A couple of years ago, Tullie started mimicking people. We’d raise our hand. She’d raise her hand. She was trying really hard to copy just about every simple gesture that we would do.
One night we were sitting at dinner with a friend who popped in from Massachusetts for the evening. Dinner had just wrapped up and we were still talking at the table. He had leaned back in his chair and put his hands behind his head relaxing while we were talking. A few minutes later we look across the table at Tullie. She’s sitting in her seat with her hands behind her head listening to our conversation. We all start laughing, she got embarrassed and gave us her shy, cute smile.
Around that same time she started watching people at church and she would raise her hands during worship when others would. Mostly just mimicking what she saw. At the time, I had thought, “That is so sweet!”
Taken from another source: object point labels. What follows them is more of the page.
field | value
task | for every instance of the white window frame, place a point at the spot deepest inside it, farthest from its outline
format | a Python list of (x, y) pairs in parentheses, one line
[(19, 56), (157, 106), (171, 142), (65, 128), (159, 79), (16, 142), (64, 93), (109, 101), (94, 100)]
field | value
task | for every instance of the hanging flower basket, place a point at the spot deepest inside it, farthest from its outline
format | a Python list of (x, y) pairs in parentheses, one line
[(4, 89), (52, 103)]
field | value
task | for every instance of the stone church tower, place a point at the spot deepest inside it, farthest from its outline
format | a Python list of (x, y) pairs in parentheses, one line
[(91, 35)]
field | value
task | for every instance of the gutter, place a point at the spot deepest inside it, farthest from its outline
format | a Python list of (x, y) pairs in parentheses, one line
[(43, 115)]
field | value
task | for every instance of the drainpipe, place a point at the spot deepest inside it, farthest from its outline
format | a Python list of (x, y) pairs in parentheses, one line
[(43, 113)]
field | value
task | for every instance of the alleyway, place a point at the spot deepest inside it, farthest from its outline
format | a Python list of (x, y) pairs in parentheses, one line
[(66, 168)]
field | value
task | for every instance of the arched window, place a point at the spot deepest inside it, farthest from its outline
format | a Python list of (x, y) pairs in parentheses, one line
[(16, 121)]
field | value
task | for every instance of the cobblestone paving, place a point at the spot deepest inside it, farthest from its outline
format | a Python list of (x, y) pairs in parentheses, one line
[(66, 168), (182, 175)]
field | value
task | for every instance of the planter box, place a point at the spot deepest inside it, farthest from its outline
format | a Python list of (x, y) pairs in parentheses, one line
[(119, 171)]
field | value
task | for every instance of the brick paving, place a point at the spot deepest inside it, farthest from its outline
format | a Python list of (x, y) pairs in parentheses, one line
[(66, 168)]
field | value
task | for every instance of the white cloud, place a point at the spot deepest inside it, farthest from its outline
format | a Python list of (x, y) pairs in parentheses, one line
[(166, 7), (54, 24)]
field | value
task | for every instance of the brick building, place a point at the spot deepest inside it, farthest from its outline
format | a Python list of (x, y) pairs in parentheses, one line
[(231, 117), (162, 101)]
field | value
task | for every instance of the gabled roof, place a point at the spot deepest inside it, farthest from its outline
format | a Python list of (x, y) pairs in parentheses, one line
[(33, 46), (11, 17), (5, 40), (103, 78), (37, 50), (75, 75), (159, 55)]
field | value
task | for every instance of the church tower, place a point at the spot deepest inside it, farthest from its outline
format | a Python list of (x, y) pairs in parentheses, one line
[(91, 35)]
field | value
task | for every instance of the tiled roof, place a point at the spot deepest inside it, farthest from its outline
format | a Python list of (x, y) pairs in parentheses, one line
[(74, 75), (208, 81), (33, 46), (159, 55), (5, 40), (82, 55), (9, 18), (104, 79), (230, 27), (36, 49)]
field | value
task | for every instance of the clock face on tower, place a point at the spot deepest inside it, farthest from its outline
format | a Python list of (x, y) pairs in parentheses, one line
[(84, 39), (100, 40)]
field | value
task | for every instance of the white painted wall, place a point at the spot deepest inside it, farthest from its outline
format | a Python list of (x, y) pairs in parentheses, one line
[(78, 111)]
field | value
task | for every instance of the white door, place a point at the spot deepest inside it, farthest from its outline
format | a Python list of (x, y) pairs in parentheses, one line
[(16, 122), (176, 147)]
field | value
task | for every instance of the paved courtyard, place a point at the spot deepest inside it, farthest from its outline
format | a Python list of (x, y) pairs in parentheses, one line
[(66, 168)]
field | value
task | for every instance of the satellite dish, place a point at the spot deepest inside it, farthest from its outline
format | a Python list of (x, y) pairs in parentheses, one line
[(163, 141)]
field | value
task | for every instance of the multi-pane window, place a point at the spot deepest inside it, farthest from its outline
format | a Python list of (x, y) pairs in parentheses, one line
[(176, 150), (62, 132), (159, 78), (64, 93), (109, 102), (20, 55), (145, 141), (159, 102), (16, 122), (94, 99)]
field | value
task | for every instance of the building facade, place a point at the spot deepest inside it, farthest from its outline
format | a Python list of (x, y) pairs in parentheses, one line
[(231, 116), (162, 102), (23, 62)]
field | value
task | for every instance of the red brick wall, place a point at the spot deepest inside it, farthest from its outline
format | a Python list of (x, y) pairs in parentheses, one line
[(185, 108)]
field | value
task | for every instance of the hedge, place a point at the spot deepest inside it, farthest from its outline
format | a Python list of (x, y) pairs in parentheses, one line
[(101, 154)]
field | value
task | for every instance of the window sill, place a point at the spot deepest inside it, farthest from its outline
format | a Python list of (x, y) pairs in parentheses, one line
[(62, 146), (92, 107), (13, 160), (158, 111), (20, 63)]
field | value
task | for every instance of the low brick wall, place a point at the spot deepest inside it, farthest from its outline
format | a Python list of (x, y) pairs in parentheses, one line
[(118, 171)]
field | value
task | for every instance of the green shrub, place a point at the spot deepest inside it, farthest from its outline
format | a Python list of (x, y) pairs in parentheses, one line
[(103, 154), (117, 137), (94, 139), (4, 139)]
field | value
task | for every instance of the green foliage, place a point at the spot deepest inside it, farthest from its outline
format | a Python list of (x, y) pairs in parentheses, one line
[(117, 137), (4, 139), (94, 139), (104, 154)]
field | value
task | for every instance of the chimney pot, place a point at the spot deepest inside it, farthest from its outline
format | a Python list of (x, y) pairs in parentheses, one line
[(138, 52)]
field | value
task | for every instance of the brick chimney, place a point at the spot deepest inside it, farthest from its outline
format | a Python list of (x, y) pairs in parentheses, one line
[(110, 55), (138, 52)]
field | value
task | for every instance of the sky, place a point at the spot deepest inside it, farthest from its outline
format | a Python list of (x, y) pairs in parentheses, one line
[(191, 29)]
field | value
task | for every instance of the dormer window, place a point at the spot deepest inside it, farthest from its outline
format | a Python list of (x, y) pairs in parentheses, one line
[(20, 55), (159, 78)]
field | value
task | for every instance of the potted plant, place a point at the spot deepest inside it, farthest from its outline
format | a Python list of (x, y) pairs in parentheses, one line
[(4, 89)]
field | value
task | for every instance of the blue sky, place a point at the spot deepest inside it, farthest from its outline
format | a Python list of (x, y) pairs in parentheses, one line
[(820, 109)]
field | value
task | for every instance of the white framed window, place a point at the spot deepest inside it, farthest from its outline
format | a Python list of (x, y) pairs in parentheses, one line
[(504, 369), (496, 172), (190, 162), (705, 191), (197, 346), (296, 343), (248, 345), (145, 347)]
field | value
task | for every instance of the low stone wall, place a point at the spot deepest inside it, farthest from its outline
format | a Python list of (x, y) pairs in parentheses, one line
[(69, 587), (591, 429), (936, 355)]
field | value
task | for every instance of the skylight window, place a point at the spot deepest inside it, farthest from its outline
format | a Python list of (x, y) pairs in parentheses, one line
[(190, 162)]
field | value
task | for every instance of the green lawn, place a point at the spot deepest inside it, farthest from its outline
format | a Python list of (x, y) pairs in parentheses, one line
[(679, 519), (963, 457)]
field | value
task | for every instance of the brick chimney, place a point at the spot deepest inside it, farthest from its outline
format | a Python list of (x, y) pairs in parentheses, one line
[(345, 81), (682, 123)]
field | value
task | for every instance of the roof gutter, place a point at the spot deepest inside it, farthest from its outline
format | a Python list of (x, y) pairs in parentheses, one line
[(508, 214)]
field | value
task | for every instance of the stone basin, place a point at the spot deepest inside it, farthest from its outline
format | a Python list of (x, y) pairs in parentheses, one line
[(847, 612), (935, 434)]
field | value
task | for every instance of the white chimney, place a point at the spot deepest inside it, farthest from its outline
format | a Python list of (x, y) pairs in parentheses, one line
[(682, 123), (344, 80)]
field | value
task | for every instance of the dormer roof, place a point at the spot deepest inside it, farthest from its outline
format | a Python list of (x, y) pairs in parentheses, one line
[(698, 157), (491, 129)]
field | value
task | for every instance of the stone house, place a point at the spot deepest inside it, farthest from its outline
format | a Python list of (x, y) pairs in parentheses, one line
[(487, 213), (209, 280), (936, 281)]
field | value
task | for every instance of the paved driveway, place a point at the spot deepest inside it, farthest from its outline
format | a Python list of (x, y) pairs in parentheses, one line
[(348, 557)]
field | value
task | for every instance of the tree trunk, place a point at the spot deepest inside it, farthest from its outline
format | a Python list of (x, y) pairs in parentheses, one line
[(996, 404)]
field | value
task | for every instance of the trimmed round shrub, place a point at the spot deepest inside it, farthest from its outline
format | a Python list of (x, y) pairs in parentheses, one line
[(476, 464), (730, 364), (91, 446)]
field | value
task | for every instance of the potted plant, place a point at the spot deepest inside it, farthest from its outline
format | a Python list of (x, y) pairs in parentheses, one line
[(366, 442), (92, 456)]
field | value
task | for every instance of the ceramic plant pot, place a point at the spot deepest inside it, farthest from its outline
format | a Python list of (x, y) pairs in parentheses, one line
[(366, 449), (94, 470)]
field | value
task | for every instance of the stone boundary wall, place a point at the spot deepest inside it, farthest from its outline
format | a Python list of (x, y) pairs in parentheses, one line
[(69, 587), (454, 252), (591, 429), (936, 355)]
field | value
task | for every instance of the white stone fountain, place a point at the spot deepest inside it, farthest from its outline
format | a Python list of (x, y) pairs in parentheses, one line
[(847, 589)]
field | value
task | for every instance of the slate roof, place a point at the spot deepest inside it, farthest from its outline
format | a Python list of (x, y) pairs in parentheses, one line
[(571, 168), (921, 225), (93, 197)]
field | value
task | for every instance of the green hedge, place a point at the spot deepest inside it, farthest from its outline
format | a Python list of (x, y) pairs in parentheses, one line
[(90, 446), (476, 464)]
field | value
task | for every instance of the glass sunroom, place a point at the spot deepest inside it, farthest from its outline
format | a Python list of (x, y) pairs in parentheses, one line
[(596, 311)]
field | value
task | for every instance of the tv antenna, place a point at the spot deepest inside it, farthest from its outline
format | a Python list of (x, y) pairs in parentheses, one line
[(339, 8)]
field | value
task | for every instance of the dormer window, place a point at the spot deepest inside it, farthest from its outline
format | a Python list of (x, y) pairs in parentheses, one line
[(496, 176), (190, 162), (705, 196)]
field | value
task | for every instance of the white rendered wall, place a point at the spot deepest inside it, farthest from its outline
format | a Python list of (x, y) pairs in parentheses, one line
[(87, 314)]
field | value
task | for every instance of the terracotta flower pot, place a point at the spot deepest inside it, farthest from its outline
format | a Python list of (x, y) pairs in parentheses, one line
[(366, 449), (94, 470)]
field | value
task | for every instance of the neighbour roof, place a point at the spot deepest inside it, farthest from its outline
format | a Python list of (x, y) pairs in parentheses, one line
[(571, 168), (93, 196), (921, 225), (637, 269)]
But tonight, at church, I was holding Tullie and we were singing, “Amazing Grace”. She looked me in the eye and started repeating each word she understood. Grace. Sound. Meeeee. She was so intent on wanting to know the song. I started smiling at her. She ate it all up! In the middle of the song and a few songs after that, she’d shoot her hand up in the air, just worshipping. Tonight, it tugged on my heart and made me feel lucky to have this wonderful, innocent, worshipping little girl in my arms. And I really think that she was worshipping. She was pretty intent on it. Trying to say the words to the songs and putting her hand up when she wanted to, not because of everyone around her.
I’m thankful to be Tullie’s mom, but tonight I saw Jesus in her and His glory. Seeing her praise Him. Tonight I was thrilled to be Tullie’s mom. Oh, how I love that sweet girl. She is an amazing asset to our family, and I also hear that she’s a wonderful friend. Kids LOVE her. A friend sent me a note tonight that said how Tullie was her daughter’s friend. And, well, that just warms my heart. I love that! I love that our friends see Tullie for Tullie not identifying her as the girl with Down Syndrome.
Tullie-Wullie, you are loved! Your are dearly, dearly loved.